Sus caderas se tomaron control de sí mismas mientras los gemidos que se le escapaban hacían un eco y volvían a ella entre las paredes de aquella habitación donde el oxígeno no parecía bastar para los dos, Mitzuru le apretaba de los glúteos e intensificaba los movimientos de Eli con la fuerza de sus brazos.

-Dirige tú-le susurro al oído -, déjame ver cómo te gusta.

Ella se perdía a sí misma entre su propio placer y la gallardía de Mitzuru no hacía más que aumentar el insoportable calor que luchaba por apagar.

Tenía que ser un príncipe, aun haciendo cosas pervertidas como esa.

Pero ella estaba lejos de ser una dama, en aquellos momentos, más se parecía una bestia cediendo a sus más oscuros y bajos instintos mientras aquel hombre le seguía el ritmo que le dictaba la lujuria.

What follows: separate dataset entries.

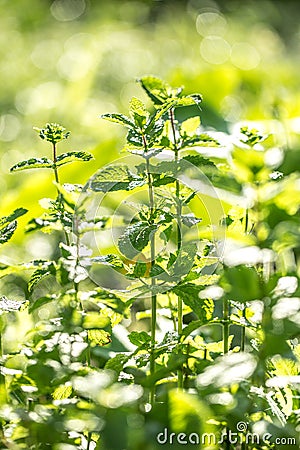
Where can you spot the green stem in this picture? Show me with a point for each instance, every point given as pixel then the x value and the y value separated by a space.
pixel 179 235
pixel 56 177
pixel 225 326
pixel 153 282
pixel 243 333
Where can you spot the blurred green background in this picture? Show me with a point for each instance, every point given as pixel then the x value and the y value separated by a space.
pixel 69 61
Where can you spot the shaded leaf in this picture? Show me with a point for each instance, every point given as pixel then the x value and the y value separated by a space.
pixel 66 158
pixel 135 238
pixel 33 163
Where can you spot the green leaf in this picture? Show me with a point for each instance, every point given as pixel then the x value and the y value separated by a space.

Ella se elevó en orgullo cuando comenzó a arrancar también jadeos de él.

Desde entonces se volvió codiciosa. No existía un punto medio en el que se conformara solo con su dinero.

Quería sus labios, su sexo, su pasión, su mente, su cuerpo. Quería esa mirada asesina que llevaba tatuada en el rostro. Quería que sus ojos fueran solo para ella, que nunca viesen a otra mujer, no pensara o anhelara nunca jamás otro cuerpo ni otra voz gimiendo su nombre.

Quería ser la única en el mundo con derecho de tenerlo.

Cuando el líquido caliente de Mitzuru la llenó por dentro, arrastrándola hacia su propio núcleo en un estallido de placer, no pudo contener sus gritos.

Mientras él trataba de regular su respiración, tiro sus brazos al respaldo de la cama, ella aprovechó su distracción para bajarle de una vez por todas la camisa.

Pero cuando al fin lo logró, se encontró con la fatídica imagen de tantas y tan pequeñas cicatrices que, de alguna manera, llegaban a entrelazarse formando una misma que contaba una extensa y turbulenta historia de agonía a lo largo de sus brazos.

La cara de Elizabeth al contemplar la masacre a la que la piel de Mitzuru había sido sometida fue de horror absoluto. Tan absurdamente obvia que él solo pudo sonreír ante ello.